Rasa panik mulai memenuhiku. Ingatan bagaimana setan tidak sadarkan diri di hadapanku muncul seketika. Aku mengingat dengan jelas lebam wajahnya. Tubuhnya terikat dan aku menabrakkan tubuhku ke depannya. Menghalangi pisau itu.

"Di mana...?", tanyaku sedikit lebih keras dari yang aku bisa. Aku merasakan rasa sakit mulai memenuhi sekujur tubuhku.

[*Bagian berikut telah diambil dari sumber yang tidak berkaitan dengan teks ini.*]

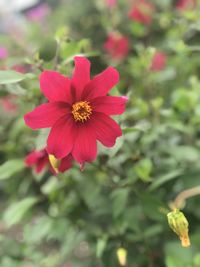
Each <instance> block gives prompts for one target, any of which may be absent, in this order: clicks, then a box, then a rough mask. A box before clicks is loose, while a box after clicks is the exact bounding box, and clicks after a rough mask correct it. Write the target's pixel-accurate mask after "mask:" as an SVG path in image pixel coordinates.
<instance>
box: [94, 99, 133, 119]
mask: <svg viewBox="0 0 200 267" xmlns="http://www.w3.org/2000/svg"><path fill="white" fill-rule="evenodd" d="M127 101H128V97H126V96H121V97H118V96H101V97H97V98H95V99H93V100H92V101H91V105H92V108H93V110H94V111H97V112H102V113H105V114H107V115H119V114H122V113H123V112H124V111H125V104H126V102H127Z"/></svg>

Dua dokter itu memandangku dengan lembut. Yang satu menangkap tanganku. Menepuknya ringan dan menggantikan suster di sebelahku. Ia membuka mulutnya untuk menjawabku tapi seseorang membuka pintu kamar.

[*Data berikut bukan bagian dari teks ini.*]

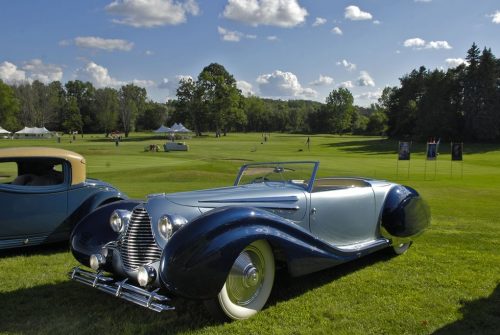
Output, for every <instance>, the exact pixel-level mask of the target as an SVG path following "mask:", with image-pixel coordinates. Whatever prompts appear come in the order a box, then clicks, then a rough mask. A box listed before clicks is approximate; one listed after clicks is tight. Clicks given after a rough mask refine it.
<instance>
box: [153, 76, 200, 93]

Malaikat dingin berdiri di sana. Dengan setelan yang selalu sama, ia muncul begitu saja dan menatapku tajam.

"Dia baik-baik saja.", ucapnya dingin. Tanpa senyum dinginnya, ia melangkah ke ujung ranjang rumah sakitku.

"Bagaimana kondisinya?" Ia mengalihkan matanya kepada dua dokter di sisi tubuhku.

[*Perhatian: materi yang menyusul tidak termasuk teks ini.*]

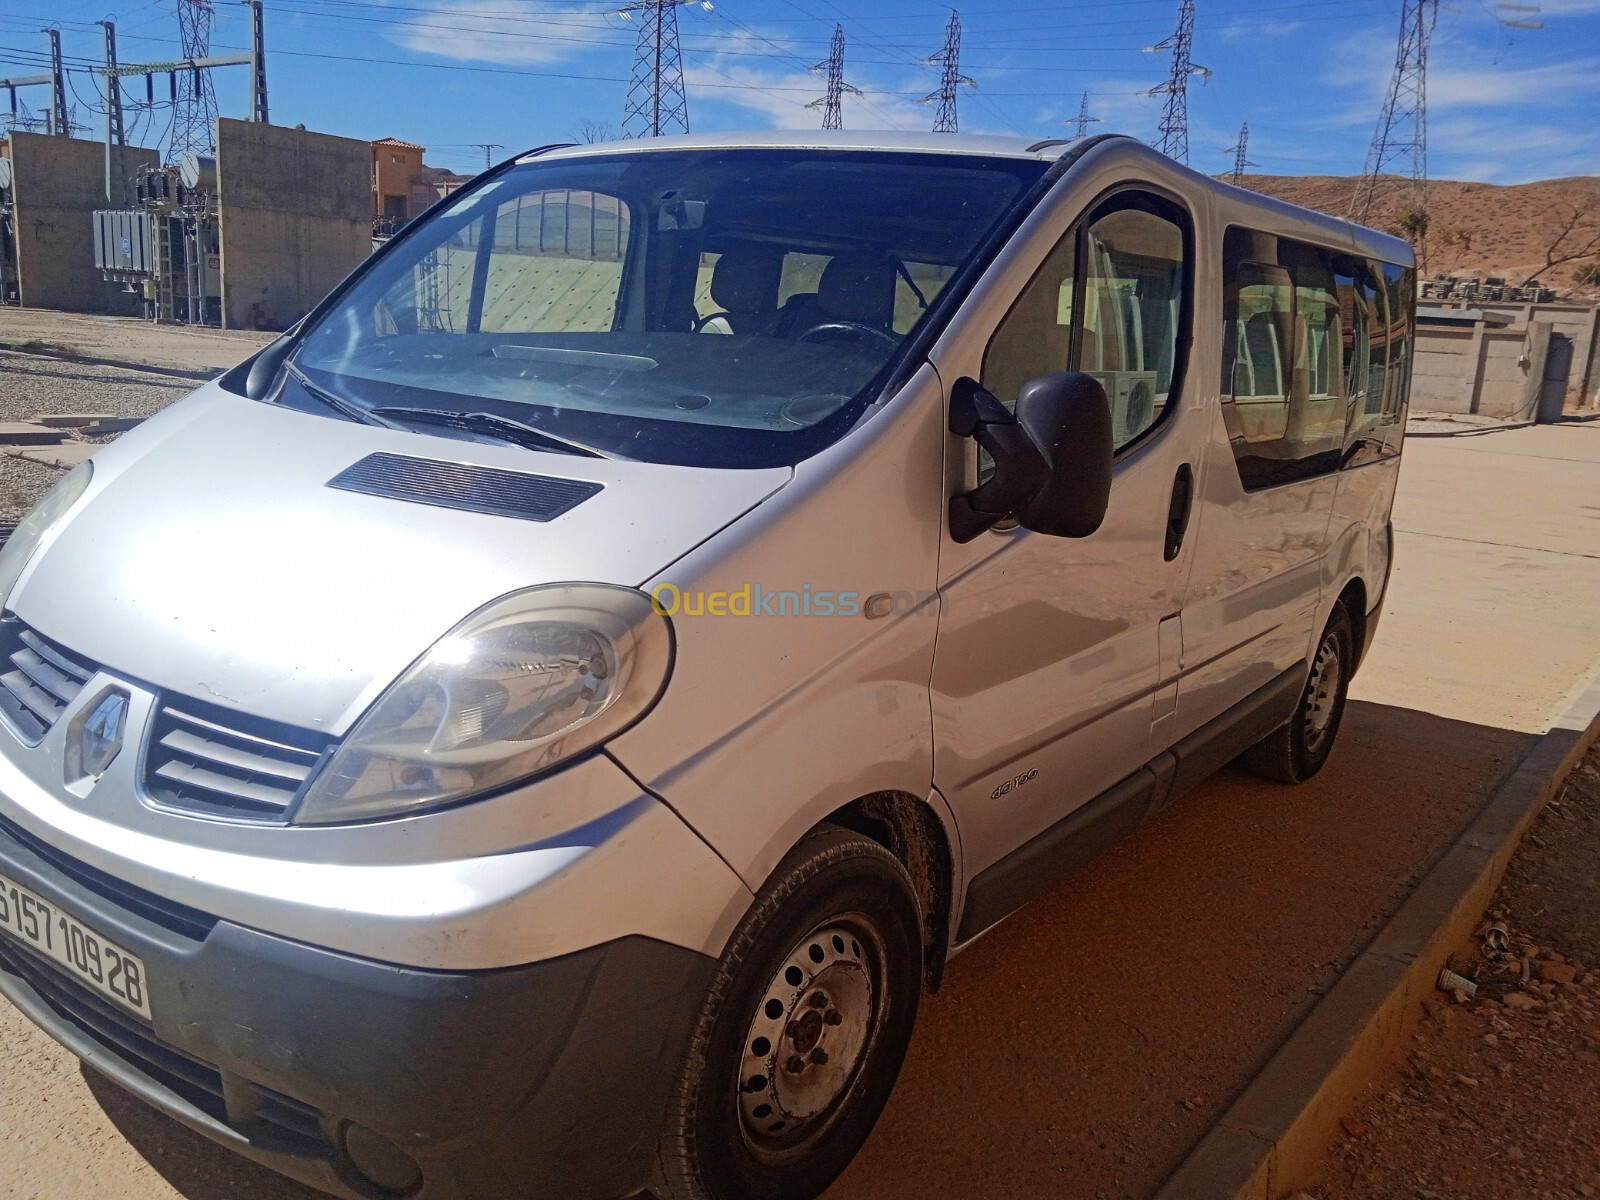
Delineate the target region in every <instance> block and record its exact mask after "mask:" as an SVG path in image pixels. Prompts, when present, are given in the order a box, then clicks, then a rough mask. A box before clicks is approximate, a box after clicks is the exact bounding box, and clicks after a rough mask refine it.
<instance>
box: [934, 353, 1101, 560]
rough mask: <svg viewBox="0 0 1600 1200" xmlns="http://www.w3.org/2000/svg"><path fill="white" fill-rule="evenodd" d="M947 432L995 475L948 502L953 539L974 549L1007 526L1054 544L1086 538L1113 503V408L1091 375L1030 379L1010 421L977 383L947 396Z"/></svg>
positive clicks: (968, 384)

"Semua baik-baik saja. Semua hasil test juga stabil untuk saat ini. Hanya perlu beberapa hari untuk melihat perkembangannya. Luka tusukan di bagian belakang punggung juga tidak seberapa dalam. Tidak sampai mengenai bagian-bagian vital." Salah satu dokter berbalik kepadaku. Tersenyum lembut lalu menepuk bahuku sekilas. "Anda sangat berani."

Dua dokter itu memberikan beberapa perintah perihal pengobatan yang harus dilakukan kepada para suster yang mengelilingiku. Malaikat dingin itu masih di sana dan bertindak sebagai waliku dengan menanyakan berbagai hal sementara aku hanya diam membisu memandanginya.

Salah seorang suster menaikkan setengah ranjangku agar aku bisa duduk dengan nyaman. Lalu mereka semua meninggalkan ruangan. Meninggalkanku bersama malaikat dingin itu.

"Benarkah dia baik-baik saja?", tanyaku begitu ia menutup pintu setelah para dokter dan suster pergi.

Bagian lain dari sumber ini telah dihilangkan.